AUSTRALIAN PREMIERE | 11 October
3.400KG
Atefeh Nafari | 2024 | 13m | Iran | International, Actor
A middle-aged woman struggling with obesity faces a critical decision when her pursuit of a life-changing gastric bypass surgery takes an unexpected turn. On the verge of qualifying for the insurance-covered procedure, she suffers a debilitating stroke. Now, she must make a life-altering choice: follow a strict diet to prevent another stroke or consume high-fat foods to reach the weight required by her insurance, further endangering her health.
Credits
Director & Writer
Atefeh Nafari
Samira Mokhtari
Producer
Atefeh Nafari
Amir Ghasemi
Cast
Forough Qajabegli
Interview with directors Atefeh Nafari
1. What was one of the most challenging moments you faced while making 3.400KG? Did this ‘setback’ change the direction of the final story?
For us, the greatest challenge came even before the cameras started rolling: finding an actress who could not only play the paradox of our protagonist’s pain, but truly live it. We were searching for someone who understood, deep within her own bones, what it means to carry the invisible weight of years, burdens that society, family, and life itself quietly press onto our shoulders.
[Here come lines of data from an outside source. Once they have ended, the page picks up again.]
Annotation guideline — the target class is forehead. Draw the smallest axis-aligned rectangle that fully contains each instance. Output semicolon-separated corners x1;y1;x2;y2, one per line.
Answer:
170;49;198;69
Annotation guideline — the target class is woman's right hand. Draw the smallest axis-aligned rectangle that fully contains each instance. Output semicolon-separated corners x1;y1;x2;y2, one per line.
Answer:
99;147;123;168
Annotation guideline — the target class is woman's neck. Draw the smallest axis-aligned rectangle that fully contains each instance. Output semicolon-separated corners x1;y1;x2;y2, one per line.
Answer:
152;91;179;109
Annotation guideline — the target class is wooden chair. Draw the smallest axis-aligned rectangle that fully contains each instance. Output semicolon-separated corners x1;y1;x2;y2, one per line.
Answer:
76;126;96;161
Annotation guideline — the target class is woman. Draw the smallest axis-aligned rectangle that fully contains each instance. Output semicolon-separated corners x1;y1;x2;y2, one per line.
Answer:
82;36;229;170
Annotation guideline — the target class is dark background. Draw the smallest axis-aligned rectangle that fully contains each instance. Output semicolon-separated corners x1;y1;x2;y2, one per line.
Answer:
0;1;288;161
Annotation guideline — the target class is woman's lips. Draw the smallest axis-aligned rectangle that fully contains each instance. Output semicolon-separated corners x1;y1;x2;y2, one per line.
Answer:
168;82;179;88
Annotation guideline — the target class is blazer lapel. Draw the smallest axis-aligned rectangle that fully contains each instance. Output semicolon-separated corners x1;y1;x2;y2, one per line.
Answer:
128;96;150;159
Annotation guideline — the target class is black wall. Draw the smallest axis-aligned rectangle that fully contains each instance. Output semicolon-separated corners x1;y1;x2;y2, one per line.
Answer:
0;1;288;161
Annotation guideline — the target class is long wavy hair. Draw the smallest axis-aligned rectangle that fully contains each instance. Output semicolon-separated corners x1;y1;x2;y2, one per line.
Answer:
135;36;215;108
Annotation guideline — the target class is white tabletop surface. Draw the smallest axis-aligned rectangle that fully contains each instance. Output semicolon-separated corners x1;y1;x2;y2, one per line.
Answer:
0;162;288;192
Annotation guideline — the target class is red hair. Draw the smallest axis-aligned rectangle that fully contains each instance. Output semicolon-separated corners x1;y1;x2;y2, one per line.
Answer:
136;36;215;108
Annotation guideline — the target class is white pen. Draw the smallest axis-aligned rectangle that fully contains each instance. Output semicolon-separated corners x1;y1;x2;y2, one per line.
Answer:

The woman we chose (Forough) had lived with that very weight. And in the final scene, it was no longer “acting.” We asked her not to perform, but to face herself, to see all the pain she had carried, all the moments of not being accepted for who she was, and to let that truth rise to the surface. I left her alone for nearly an hour, with only a piece of music, and when the camera rolled, it was raw, unfiltered, and real. We captured it in a single take. That was our hardest moment, and also our most precious: allowing reality itself to become cinema.
2. What was the biggest inspiration behind 3.400KG?
The seed of this film was planted in a fleeting yet unforgettable moment. We once saw a woman walking down the street, her body heavy, her steps slow. As she passed us, without us asking a single question, she turned, looked straight at us, and with a voice full of sorrow said: “I wasn’t always this big.”
That single sentence pierced us. It was not simply about her body; it was about the silent burden she carried, about years of judgment cast upon her by strangers’ eyes, about the crushing weight of expectations and standards imposed on all of us. It was an uninvited confession, born perhaps from our own unconscious gaze, and it revealed a pain far deeper than appearances.
This moment became the soul of our film. We wanted to capture that pressure not as a number, not merely as kilos on a scale, but as something both physical and emotional, something that every human, especially women, are forced to drag with them through life, unseen yet unbearably heavy.
3. What message do you want the audience to take away from 3.400KG?
Above all, our intention was to reveal pain in its purest form, to make visible the kind of weight that so often remains unseen, yet is carried in silence. We did not want to soften it, disguise it, or offer easy resolutions. Because in life, most of these burdens are never resolved, they are endured.
No one should have to carry such heaviness alone, yet countless people do. By placing that weight at the center of our film, we wanted the audience to not only witness it, but to feel it, if only for a few moments, inside their own bodies. We cannot claim to offer hope, nor can we predict whether such an experience will lead to change. What we know is that truth, when shown without compromise, leaves a mark. Perhaps it unsettles, perhaps it lingers as an aftertaste, perhaps it becomes a mirror to one’s own unspoken burdens. For us, that is enough. To show the pain honestly, and to trust that the very act of seeing might be the beginning of something, whether change, reflection, or simply awareness.